Das Museum der bäuerlichen Kultur in San Gervasio: In der kleinen Ortschaft San Gervasio bei Palaia in einem Bauernhaus des achzehnten Jahrhunderts ist dieses Museum eingerichtet. Die Räume zeigen wirklichkeitsnah das bäuerlichen Leben: die Küche, die Schmiede, die Stallräume usw... Das angeschlossene Dokumentationszentrum und die Bibliotek bieten reichhaltiges Material über das alltägliche Leben, die sozialen Beziehungen, das religiöse Leben einer Kultur die nicht in Vergessenheit geraten solite.
Ausstellung der bäuerlichen Kultur in Montefoscoli: Das kleine Dorf Montefoscoli beherbergt in einem alten Bauernhaus mit Olivenpresse, Öl -und Getreidespeicher eine Ausstellung über das bäuerliche Leben. Der Hof samt den diversen. Kellerräumen bietet Platz für vierzehn verschiedene komplett eingerichete Ausstllungsräume.

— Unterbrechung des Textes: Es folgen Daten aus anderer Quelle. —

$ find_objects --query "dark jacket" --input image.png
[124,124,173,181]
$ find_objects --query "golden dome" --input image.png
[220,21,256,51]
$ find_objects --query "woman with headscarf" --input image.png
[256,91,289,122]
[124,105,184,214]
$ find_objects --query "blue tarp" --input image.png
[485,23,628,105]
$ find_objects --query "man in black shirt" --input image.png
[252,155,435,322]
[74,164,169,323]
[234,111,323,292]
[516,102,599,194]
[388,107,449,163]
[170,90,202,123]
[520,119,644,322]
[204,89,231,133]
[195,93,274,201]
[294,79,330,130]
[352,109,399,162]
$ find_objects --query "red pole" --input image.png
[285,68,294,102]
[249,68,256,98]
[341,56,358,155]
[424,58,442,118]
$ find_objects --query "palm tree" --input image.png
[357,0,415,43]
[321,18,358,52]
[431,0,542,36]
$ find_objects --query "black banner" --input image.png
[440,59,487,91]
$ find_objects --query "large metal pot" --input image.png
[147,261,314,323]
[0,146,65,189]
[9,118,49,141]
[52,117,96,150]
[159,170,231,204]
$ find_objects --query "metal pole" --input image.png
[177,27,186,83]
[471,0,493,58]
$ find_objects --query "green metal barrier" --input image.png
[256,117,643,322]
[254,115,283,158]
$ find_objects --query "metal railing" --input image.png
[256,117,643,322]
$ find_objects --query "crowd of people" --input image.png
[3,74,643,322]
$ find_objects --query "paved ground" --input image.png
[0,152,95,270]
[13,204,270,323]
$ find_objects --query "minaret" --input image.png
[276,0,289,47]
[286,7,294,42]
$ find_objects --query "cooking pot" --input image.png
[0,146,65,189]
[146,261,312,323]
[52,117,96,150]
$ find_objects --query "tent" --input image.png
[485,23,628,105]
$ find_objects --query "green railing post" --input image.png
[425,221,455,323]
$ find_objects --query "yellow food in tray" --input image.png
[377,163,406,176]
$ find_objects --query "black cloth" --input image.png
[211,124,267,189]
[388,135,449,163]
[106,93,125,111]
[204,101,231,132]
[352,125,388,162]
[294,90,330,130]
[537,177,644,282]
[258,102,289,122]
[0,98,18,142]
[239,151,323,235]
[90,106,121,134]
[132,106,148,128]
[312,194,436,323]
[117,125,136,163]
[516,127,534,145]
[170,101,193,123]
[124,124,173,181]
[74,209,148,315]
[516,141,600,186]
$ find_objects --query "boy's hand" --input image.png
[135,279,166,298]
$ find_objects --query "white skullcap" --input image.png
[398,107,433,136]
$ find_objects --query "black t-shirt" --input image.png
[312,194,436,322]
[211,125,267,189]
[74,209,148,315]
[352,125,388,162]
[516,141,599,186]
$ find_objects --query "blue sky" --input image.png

Sternwarte von Libbiano: Die Sternwarte befindet sich in einem altem Aquaduckt und einer ehemaligen Schule. Das Planetarium mit seinem Teleskop bildet den Mittelpunkt der direkten Sternenbeobachtung, ist aber ebens ein Zentrum der wissenschaftlichen Astronomie, der Erforschung der Sternenbewegung und der Mittel ihrer Beibachtung.
Museum für Tierkunde: In Capannoli, in einer Villa im Barockstil und Neoklassizismus, befindet sich das tierkundkiche Museum. Die auf diesem Gebiet tätigen Restauratoren haben Exemplare der verschiedensten noch lebenden und ausgestorbenen Tiergattungen originaltreu in ihren Lebensbedingungen nachgebildet. In ca. 130 Lebensräumen sind über 1400 Exemplare an Säugetieren, Vögeln, Reptilien, Amphibien und Insekten dargestellt.
Mofette aus Orciatico: In der Gemeinde Lajatico, im dichten Wald bei "Borboi" ist seit acht Jahren eine Mofette aktiv, eine Art Geyser, der natürliche Kohlendioxys Emissionen hervorruft. Die Mofette wird von den Welt studiert, von der San Diego University bis zur Universität in Basel-Schweitz, Wageningen in Holland, Sheffield und Wien.